Perhaps it's that last point that spelled disaster for the series' video game adaptation. Whatever the reason, the Escaflowne game looks about as bad as it gets –– not only does it condense the 26 episode series into a measly 2.5 hour game, but the graphics are atrocious! See for yourself:
|Drab colors, blasé textures... Hardly fitting for one |
of the most artistically-inspired anime of the 90's!
Of course, it should be evident from the title that I haven't actually played the Escaflowne video game, nor do I own it. It's been on my "most wanted" list for many a year now, and though a copy generally won't set you back more than $30, I have yet to add it to my collection.

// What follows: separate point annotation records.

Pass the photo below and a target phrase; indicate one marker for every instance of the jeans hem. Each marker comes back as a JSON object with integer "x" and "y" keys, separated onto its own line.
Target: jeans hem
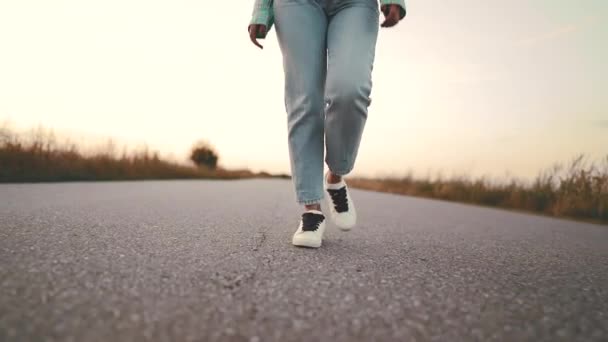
{"x": 313, "y": 201}
{"x": 340, "y": 172}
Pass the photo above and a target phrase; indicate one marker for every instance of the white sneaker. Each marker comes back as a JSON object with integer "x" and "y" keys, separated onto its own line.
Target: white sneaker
{"x": 310, "y": 231}
{"x": 341, "y": 206}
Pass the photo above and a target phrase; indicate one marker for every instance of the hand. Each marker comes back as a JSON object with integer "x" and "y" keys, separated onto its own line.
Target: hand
{"x": 254, "y": 29}
{"x": 392, "y": 15}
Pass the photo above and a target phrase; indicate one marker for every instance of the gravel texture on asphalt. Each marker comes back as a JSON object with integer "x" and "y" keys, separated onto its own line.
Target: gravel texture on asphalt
{"x": 212, "y": 261}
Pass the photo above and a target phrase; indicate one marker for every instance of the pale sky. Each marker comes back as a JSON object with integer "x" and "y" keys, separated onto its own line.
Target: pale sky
{"x": 482, "y": 87}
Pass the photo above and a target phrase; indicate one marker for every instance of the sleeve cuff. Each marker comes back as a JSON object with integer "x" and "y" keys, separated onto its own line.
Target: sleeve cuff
{"x": 261, "y": 17}
{"x": 401, "y": 3}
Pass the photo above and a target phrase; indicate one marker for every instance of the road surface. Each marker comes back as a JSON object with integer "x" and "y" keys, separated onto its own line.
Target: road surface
{"x": 212, "y": 261}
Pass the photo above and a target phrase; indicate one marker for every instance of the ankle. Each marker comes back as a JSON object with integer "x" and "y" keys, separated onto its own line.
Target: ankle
{"x": 315, "y": 206}
{"x": 332, "y": 178}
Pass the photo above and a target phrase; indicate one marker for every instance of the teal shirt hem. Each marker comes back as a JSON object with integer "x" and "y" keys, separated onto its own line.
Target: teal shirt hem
{"x": 264, "y": 15}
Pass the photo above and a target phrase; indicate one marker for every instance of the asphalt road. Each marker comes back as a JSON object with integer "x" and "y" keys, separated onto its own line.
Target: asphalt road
{"x": 212, "y": 261}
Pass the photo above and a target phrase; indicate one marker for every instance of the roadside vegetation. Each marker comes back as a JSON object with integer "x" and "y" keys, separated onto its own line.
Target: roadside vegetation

Luckily, blog posts like these give some insight into what the game is actually like, which is enough to make any fan of the anime downright depressed.
The game reportedly plays a lot like an adventure/visual novel – there is an abundance of text, some voiced dialogue, walking around, and a few mech battles thrown in for good measure. Apparently, the battles aren't even that much fun. The only plus I can see is that at only 2.5 hours total, it would be easy to get all of the multiple endings if you had the stomach to subject yourself to the entirety of the experience more than once.
But when all's said and done, no amount of bad mouthing the game will deter me from my eventual purchase. Why? Just look at this limited edition set:
I'd say the box art and that rare tarot edition (modeled after Hitomi's set) is more than enough to justify the price tag, don't you? Of course, I'd be tickled pink if the game itself was actually enjoyable, but I doubt I'll find many redeeming qualities in it outside of seeing how it condenses 26 twenty minute episodes into 2.5 hours.
For the curious, here's a video of the first eight minutes of the The Vision of Escaflowne game:
Has there ever been a game you knew wasn't going to be very good, but you bought anyway?